Brett Barratt, managing director of Warrior Doors, a manufacturer of stainless steel security sliding doors / Picture: Warrior Doors
According to Barratt, the issue is not simply about compliance, but about consistency and accountability across the full lifecycle of a product. “When you’re protecting infrastructure, oversight matters at every stage,” he explains. “If design, fabrication, testing and installation are fragmented across multiple suppliers or geographies, it becomes much harder to guarantee that what was tested is what actually ends up on site.”
This is where the role of sovereign manufacturing is gaining renewed attention. For Warrior Doors, all products are designed, manufactured and assembled in-house at its Birmingham facility, with installation and maintenance also handled by its own engineers. While this model reflects the company’s operational approach, Barratt suggests it also aligns with a broader shift in market expectations.
“We’re seeing clients place much more emphasis on traceability and control,” he says. “They want to know where materials come from, how products are built, and that there’s a clear line of accountability if something goes wrong.
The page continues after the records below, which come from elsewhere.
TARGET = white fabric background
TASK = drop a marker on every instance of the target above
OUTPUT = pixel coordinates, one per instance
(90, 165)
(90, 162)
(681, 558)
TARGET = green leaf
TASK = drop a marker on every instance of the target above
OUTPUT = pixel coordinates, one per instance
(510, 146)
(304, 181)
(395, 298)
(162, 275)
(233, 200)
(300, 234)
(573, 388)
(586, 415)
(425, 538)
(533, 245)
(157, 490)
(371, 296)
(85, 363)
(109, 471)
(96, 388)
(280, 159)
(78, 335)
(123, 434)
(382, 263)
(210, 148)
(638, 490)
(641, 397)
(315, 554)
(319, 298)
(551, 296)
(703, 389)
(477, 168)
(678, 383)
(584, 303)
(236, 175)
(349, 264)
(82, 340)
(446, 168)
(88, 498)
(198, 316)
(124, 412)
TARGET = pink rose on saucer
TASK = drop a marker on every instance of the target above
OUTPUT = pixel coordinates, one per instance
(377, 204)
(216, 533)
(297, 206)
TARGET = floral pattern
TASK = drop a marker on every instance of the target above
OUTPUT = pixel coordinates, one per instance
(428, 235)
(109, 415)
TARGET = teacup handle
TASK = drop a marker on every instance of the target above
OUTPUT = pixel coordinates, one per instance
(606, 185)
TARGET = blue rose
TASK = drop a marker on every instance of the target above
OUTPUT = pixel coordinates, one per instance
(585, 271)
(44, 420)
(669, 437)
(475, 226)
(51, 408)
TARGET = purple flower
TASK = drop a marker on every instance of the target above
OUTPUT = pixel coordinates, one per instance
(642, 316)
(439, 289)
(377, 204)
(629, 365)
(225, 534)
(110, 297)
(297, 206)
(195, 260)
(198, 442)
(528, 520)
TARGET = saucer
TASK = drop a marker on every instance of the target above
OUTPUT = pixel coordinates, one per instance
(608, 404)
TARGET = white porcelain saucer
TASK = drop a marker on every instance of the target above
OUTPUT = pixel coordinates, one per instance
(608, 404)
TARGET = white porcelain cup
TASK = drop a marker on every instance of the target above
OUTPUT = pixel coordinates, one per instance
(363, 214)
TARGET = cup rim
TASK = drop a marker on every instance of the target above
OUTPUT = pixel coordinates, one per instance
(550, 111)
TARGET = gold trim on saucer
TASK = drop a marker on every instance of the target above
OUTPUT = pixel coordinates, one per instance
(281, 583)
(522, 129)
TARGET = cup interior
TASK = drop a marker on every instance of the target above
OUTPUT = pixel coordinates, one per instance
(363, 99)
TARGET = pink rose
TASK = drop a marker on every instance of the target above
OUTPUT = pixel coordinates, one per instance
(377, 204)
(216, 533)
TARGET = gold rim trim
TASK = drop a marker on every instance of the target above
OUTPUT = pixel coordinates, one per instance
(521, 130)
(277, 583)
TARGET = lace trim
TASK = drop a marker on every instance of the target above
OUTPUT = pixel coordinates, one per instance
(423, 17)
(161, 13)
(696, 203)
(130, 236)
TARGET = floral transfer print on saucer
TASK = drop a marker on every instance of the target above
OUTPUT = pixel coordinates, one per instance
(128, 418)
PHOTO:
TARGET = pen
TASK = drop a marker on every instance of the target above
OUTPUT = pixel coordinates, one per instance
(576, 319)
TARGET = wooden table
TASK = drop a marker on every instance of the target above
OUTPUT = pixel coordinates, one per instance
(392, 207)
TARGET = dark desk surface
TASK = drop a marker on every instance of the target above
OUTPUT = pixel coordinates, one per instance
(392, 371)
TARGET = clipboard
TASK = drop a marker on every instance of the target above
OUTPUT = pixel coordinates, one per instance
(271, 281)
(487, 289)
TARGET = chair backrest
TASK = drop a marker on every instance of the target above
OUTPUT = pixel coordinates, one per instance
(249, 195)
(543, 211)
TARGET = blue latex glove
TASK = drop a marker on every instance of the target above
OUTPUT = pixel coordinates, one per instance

That’s much easier to achieve when manufacturing is kept within the UK.”
The importance of this oversight is reinforced by third-party certification. Security products used in high-risk environments are increasingly required to meet independently verified standards, with testing designed to simulate sustained, real-world attack scenarios. “Certification is critical, but it’s only part of the picture,” Barratt adds. “The real question is whether the product being installed consistently matches the one that was tested. That’s where manufacturing control and installation quality become just as important as the test itself.”
This focus is becoming particularly relevant in environments where high footfall intersects with elevated threat levels—such as transport hubs, public buildings, data centres and defence-related sites. In these settings, even minor weaknesses in physical security can have disproportionate consequences.
The government’s increasing emphasis on maintenance regimes, inspection standards and cross-sector resilience reflects a wider move toward verifiable, repeatable performance. Infrastructure is expected to last for decades, but as assets age and threats evolve, the tolerance for uncertainty is diminishing.
There are, however, trade-offs. Global supply chains can offer cost advantages and scalability, while domestic manufacturing often requires greater upfront investment. But as Barratt points out, the calculation is changing. “When the cost of failure is disruption to essential services or risk to public safety, the cheapest option isn’t always the best one,” he says. “Resilience comes from knowing that every part of the process—from raw material to final installation—has been controlled and verified.”
As the UK moves toward implementing its Energy Resilience Strategy and strengthening cyber and physical security frameworks, the conversation around infrastructure protection is becoming more granular. For manufacturers of security-critical components, this means greater scrutiny—but also a clearer role.
“Sovereign manufacturing isn’t just a political idea,” Barratt says. “In our sector, it’s a practical way of reducing risk. It gives clients confidence that the products protecting their infrastructure have been built, tested and delivered with full accountability.” In an environment where resilience is increasingly defined by the ability to prevent, withstand and recover from disruption, that level of control is becoming less of a differentiator—and more of an expectation.